Back in February this year, the Federal Communications Commission, or FCC as it is commonly known, passed a new set of rules on Net Neutrality that basically prevented ISPs (Internet Service Providers) from throttling connection speeds to certain services in order to charge their users (and the services in question) more for smooth access. While the ruling was passed and the ISPs are supposed to obey it, the million-dollar question is, are they actually doing it? With this in mind, Fight for the Future has coughed up a new tool called “The Internet Health Test” that allows you to see how your Internet connection is performing, and whether there is any throttling being done by your ISP or not.
The test, which is online and runs simply through your Web browser – we tested on Safari for OS X and Chrome – basically “checks your connection for signs of any degradation at all.” It does so by establishing connections to a number of interconnection points between different networks that are outside of your ISP’s domain, and then checks for consistency. If there is a high level of inconsistency between different connection nodes, chances are likely that your ISP is in violation of Net Neutrality, and some level of connection throttling is being done.

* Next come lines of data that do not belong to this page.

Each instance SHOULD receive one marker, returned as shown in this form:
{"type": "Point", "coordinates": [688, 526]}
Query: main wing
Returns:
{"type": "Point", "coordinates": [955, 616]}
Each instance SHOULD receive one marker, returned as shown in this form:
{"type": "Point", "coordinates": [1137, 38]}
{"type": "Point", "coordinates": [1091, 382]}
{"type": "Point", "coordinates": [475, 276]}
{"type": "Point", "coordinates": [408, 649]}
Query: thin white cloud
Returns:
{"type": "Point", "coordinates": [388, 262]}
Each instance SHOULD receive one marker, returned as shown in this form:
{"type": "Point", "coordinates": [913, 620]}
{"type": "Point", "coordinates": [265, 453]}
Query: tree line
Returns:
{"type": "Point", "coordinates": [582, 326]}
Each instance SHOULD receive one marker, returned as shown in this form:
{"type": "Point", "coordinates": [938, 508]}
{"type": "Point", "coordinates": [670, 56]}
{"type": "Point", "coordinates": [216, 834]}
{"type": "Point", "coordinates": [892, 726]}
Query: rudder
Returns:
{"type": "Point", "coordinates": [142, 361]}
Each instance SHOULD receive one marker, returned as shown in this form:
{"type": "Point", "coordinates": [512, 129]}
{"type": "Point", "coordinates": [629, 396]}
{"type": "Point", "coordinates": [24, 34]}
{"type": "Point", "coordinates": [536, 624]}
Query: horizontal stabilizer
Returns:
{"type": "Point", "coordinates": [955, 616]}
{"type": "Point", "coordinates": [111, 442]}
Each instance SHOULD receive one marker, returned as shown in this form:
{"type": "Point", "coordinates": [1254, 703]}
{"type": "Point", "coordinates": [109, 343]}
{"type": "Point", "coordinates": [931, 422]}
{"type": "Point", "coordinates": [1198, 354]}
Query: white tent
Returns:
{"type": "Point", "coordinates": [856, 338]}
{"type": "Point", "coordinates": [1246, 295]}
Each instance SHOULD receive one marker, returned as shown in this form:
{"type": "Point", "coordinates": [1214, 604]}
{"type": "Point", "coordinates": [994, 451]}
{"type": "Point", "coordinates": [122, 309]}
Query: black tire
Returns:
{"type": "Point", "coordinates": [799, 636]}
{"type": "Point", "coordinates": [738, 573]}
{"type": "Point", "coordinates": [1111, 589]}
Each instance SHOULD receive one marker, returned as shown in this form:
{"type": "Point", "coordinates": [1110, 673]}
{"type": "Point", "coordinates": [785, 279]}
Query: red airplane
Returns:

It’s worth noting that the February ruling of the FCC came after Comcast’s infamous throttling of Netflix streams for its customers, resulting in a deal between the two that raged the entire Internet over what Comcast had done.
The Internet Health Test is designed to use those interconnections that usually host popular content, such as those from Netflix, HBO GO, BBC iPlayer etc., and uses crowd-sourcing – data from hundreds of customers – to determine whether any violations are being done. In other words, if an ISP turns fine against most nodes, but has problems with a particular one, it’s likely that Net Neutrality is being violated.
This health test doesn’t give you much on its own, but when used in conjunction with results from other users, becomes a powerful tool for you to determine whether there is a legitimate violation that you can act against. If nothing, you’d at least get to see how consistent your Internet connection basically is.